Penulis: Dr. Muhammad Abdul Qadir Abu Faris.
***
Beberapa Pemahaman Politik Islam
Perlu disebutkan di sini ialah bahwa Imam Hasan Al-Banna terbukti mampu melahirkan pemahaman-pemahaman politik Islam terkait beberapa terminonogi (istilah) politi yang berkembang di Mesir, negeri-negeri Aran dan juga Dunia Islam lainnya. Di antara terminologi tersebut adalah Al-Qaumiyyah (Nasionalisme) serta Al-Wathaniyyah (Cinta Tanah Air). Tentang masalah ini, Imam Hasan Al-Banna mengemukakan istilah-istilah baru terkait dengan prinsip nasionalisme serta menjelaskan bagaimana pandangan Islam terhadap prinsip tersebut:
a. Nasionalisme Kebanggaan
Hasan Al-Banna rahimahullahm menyebutkan jika ada pihak yang berbangga dengan prinsip nasionalisme dengan maksud ialah kewajiban bagi generasi penerus untuk mengikuti jejak para nenek moyang mereka yang beriman kepada Allah sebagai tuhan mereka yang disembah dan ditaati, dan Islam sebagai sistem hidup, serta nabi Muhammad sebagai nabi dan rasul, lalu mereka menyebarkan Islam sebagai akidah, syariat dan pandangan hidup, menerapkan hukum dengan keadilan Islam serta menyinari pola pikir manusia dengan cahaya keimanan, maka ini adalah cita-cita mulia, yang sangat relevan dengan prinsip Islam, bahkan Islam memotivasi tindakan-tindakan seperti itu.

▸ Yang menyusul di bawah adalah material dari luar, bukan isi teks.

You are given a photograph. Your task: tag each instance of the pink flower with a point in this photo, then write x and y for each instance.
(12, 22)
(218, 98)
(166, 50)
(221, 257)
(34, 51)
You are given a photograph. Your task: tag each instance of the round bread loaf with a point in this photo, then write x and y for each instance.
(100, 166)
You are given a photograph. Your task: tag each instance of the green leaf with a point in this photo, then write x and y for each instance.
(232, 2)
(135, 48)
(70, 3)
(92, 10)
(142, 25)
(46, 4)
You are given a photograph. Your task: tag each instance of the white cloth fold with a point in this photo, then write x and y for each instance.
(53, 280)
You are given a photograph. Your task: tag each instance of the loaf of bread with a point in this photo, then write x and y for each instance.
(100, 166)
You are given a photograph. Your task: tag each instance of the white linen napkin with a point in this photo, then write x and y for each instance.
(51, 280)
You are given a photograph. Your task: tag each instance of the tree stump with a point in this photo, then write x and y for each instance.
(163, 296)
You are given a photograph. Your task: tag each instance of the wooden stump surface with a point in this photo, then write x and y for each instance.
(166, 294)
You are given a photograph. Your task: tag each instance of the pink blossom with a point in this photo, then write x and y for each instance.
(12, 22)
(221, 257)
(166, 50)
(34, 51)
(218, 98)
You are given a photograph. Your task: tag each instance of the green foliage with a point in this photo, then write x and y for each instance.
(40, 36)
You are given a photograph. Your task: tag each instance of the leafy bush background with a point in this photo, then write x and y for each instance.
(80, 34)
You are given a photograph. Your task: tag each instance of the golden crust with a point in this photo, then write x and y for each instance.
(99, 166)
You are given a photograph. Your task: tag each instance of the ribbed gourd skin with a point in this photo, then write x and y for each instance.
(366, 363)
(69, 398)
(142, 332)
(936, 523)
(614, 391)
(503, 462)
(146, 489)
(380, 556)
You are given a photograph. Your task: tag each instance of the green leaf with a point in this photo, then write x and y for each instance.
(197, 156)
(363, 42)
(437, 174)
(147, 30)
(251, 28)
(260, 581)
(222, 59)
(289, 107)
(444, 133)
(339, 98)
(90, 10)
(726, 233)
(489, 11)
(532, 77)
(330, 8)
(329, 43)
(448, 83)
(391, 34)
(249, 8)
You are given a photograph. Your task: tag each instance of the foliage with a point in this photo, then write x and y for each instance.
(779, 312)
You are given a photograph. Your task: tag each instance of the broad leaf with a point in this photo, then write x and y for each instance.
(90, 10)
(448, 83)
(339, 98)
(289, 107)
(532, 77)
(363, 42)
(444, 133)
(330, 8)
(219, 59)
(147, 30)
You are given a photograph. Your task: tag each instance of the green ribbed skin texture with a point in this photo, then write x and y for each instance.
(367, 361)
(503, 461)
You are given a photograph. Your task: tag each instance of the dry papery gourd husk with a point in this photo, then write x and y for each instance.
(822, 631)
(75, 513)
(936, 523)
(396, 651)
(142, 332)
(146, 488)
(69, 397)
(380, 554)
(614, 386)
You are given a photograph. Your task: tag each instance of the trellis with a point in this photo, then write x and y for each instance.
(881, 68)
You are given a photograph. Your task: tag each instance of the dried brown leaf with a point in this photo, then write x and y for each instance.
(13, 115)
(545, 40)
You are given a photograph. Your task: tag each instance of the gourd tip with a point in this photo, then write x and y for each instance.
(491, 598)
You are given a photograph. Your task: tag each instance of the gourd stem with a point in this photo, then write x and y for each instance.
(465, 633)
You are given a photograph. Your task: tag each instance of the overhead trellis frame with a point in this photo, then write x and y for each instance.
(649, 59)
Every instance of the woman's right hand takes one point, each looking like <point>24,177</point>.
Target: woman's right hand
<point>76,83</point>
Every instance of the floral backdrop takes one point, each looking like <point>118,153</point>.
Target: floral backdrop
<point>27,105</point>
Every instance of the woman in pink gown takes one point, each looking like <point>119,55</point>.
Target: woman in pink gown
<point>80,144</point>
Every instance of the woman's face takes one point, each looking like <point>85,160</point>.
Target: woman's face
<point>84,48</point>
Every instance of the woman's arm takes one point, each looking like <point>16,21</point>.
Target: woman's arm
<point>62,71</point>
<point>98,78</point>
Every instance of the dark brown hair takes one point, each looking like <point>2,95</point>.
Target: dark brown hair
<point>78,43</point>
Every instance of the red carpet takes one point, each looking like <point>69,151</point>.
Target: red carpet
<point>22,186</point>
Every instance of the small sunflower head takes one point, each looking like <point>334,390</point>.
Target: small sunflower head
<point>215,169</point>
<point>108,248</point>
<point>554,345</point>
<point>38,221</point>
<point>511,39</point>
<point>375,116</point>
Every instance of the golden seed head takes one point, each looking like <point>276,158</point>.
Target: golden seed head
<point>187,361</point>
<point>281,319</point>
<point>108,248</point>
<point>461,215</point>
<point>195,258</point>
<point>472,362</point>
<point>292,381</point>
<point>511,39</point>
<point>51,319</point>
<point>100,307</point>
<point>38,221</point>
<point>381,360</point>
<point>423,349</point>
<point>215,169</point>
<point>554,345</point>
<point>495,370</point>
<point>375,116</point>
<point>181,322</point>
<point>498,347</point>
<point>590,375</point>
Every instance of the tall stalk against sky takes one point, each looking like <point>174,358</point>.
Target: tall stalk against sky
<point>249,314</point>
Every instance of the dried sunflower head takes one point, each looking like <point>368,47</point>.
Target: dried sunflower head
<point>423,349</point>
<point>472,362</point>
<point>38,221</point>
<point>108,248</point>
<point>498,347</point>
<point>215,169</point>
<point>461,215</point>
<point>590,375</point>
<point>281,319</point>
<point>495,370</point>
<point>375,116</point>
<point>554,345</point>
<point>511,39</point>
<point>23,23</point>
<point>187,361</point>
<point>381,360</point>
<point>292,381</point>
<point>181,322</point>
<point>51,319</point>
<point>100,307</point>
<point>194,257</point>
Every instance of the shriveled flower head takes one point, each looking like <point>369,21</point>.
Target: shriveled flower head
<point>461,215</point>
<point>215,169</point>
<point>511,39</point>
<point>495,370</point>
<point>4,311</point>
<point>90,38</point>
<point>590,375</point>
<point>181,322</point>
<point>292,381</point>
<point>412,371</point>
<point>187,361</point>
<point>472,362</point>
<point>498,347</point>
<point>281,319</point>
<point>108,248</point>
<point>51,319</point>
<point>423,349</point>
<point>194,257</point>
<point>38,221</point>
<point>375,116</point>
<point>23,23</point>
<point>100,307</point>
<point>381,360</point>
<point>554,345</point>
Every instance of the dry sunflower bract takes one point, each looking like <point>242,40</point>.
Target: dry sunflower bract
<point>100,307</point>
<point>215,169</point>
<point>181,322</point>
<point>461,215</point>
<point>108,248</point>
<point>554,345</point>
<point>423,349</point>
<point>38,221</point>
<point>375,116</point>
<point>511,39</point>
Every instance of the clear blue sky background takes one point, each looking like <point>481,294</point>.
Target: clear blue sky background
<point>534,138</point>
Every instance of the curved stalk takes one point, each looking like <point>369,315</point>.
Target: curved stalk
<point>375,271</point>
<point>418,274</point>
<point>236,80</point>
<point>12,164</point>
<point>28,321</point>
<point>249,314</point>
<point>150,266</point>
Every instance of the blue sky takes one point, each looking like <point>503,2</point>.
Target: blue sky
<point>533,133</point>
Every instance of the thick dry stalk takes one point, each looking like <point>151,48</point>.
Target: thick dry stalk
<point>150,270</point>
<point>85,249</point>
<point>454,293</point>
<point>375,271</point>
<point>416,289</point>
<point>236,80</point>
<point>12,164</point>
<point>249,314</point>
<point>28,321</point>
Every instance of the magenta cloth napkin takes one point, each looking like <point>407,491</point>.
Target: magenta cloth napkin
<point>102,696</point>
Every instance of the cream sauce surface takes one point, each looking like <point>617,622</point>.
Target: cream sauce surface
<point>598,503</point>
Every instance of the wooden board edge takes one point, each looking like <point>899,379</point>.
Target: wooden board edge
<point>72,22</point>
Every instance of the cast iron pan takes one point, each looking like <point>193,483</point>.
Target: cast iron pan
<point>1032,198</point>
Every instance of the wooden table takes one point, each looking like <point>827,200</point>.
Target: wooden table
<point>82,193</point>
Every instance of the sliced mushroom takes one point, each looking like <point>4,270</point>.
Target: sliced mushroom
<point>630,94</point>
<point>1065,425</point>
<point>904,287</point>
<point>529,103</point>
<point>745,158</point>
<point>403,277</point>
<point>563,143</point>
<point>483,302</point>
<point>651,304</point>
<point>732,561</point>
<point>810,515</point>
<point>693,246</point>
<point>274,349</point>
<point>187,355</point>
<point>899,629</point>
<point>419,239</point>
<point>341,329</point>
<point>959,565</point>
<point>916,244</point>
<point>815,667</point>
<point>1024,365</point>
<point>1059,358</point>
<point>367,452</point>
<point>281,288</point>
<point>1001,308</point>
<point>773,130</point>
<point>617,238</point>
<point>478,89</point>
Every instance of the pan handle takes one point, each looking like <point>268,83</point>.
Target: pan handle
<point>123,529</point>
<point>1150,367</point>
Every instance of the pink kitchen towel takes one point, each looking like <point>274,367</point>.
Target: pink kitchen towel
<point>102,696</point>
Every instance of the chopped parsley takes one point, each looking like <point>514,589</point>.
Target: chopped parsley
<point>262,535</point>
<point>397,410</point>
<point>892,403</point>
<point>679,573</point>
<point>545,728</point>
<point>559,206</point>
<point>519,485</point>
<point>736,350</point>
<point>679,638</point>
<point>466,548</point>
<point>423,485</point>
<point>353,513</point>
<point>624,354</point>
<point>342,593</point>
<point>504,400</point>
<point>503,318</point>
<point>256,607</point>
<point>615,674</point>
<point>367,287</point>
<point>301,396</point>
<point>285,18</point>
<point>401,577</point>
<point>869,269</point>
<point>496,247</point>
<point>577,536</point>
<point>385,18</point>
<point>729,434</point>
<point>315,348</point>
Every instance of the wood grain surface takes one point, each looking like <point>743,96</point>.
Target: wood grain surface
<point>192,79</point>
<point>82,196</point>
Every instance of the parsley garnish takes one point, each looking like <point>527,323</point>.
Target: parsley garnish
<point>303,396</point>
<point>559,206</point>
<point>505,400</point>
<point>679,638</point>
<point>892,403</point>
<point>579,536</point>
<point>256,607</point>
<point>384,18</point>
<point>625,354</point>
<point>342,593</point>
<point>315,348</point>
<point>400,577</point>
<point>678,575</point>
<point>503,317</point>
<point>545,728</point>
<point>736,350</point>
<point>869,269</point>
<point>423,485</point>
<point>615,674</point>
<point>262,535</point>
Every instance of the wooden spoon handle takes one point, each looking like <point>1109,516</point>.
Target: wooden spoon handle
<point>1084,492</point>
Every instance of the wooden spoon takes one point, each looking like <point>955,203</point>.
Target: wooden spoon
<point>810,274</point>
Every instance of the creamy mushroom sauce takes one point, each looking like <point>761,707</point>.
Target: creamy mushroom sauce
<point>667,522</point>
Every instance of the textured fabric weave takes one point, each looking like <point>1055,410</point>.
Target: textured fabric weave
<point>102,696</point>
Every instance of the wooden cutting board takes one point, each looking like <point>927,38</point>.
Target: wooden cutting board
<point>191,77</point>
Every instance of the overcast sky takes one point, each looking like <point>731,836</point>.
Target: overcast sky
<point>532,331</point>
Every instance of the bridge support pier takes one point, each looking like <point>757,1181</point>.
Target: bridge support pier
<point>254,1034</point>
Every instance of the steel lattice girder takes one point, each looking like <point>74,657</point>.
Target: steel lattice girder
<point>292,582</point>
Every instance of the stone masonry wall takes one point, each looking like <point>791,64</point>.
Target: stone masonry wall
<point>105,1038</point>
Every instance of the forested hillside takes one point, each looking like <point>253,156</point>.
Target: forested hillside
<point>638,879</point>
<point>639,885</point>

Islam memerintahkan umatnya untuk mengikuti jejak Rasulullah SHALLALLAAHU ALAIHI WA SALLAM dan para Khulafaurrasyidin yang memiliki komitmen dan dedikasi tinggi terhadap perkembangan dakwah Islam. Di samping Islam juga memerintahkan umatnya untuk mengikuti para pendahulu yang telah mempersembahkan karya-karya terbaik mereka demi agama yang mereka anut dan eksplorasi dari pemahaman intisari Al-Qur`an, sunnah, dan ijma’ kaum Muslimin.
b. Nasionalisme Kebangsaan
Jika yang dimaksud dari istilah tersebut, bahwa umatnya harus lebih baik (utama) dengan kebaikan, harta dan segala upaya yang dilakukan sendiri, maka spirit ini seirama dengan prinsip yang dijunjung oleh Islam. Buktinya, infak terhadap karib kerabat bernilai ganda, yaitu pahala sedekah dan pahala silaturrahmi dengan kerabat . Inilah yang ditetapkan Allah Ta’ala dalam Qur’an surah Al-Baqarah ayat 215:
(يَسْأَلُوْنَكَ مَاذَا يُنْفِقُوْنَ قُلْ مَا أَنْفَقْتُمْ مِنْ خَيْرٍ فَلِلْوَالِدَيْنِ وَاْلأَقْرَبِيْنَ وَالْيَتَامَى وَالْمَسَاكِيْنَ وَابْنِ السَّبِيْلِ وَمَا تَفْعَلُوْا مِنْ خَيْرٍ فَإِنَّ اللهَ بِهِ عَلِيْمٌ) [البقرة: 215]
Artinya: mereka bertanya tentang apa yang mereka nafkahkan. Jawablah: "apa saja harta yang kamu nafkahkan hendaklah diberikan kepada ibu-bapak, kaum kerabat, anak-anak yatim, orang-orang miskin dan orang-orang yang sedang dalam perjalanan." dan apa saja kebaikan yang kamu buat, maka sesungguhnya Allah Maha mengetahuinya.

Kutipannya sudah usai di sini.